While I fully agree with the points, I don't think that cost of teaching our extended ABI to other languages is affordable, moreover, having union and struct as primitives in ABI is sufficient to describe everything. We are developing ABI which is intended for FFI, otherwise there simply little to no sense in making it, so we have to respect current capabilities of other languages. The ABI we are trying to develop will be used in "headers": When you do FFI, or syscalls, you always link to header and only then link to dynamic library in runtime, the header is description of what is inside of library at all, which types it can return, etc. (Syscalls can be made by hand too, but that is an entire level of abstraction which you'd have to care about).
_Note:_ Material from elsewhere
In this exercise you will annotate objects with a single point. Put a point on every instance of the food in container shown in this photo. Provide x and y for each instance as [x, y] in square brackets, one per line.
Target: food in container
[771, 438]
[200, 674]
Our header file are written in Rust, so we actually want to present any fully qualified type to foreign world, here is where you cannot go behind C ABI.

To the points:

  • Layout is independent of context because you need to somehow determine this context, so options are either to write some complex and determined rules for that or to leave it as is.
  • Contiguous layout of fields is what gives struct constant time member access, and I don't think somebody wants to break this guarantee.
  • In machine world there no thing like ZST - if it takes no space then it doesn't exist; ZST is only there for typesystem, they don't really affect memory layout.
  • The value in register and value in memory being same is one of key properties of von neumann architecture.

Due to headers practice, bitfields will need their own syntax to tell both the compiler and other languages what the content of bitfield is. So firstly we need bitfield as first class feature of Rust. (Making other languages rely on third party crates for that don't sound good, at least to me).

OK, I think I'm starting to see part of the disconnect here. Earlier, @Tom-Phinney talked about inter-ABI glue, and @robinm proposed a clever scheme to make glue code possible. Taken together, they mean that the issue you're concerned with goes away. Does that address your concerns?

1 Like

Thank you for your mentions of previous posts, I were really concerned about developing and stabilizing at least one ABI, and thus ran ahead of time. Concrete ABI's I think should be provided by users, except few really common ones, like C ABI.

Our task is provide a way to select an ABI used for data structures and functions as well as a way to controll which ABI is used in crate.

I personally bet on cargo support for that.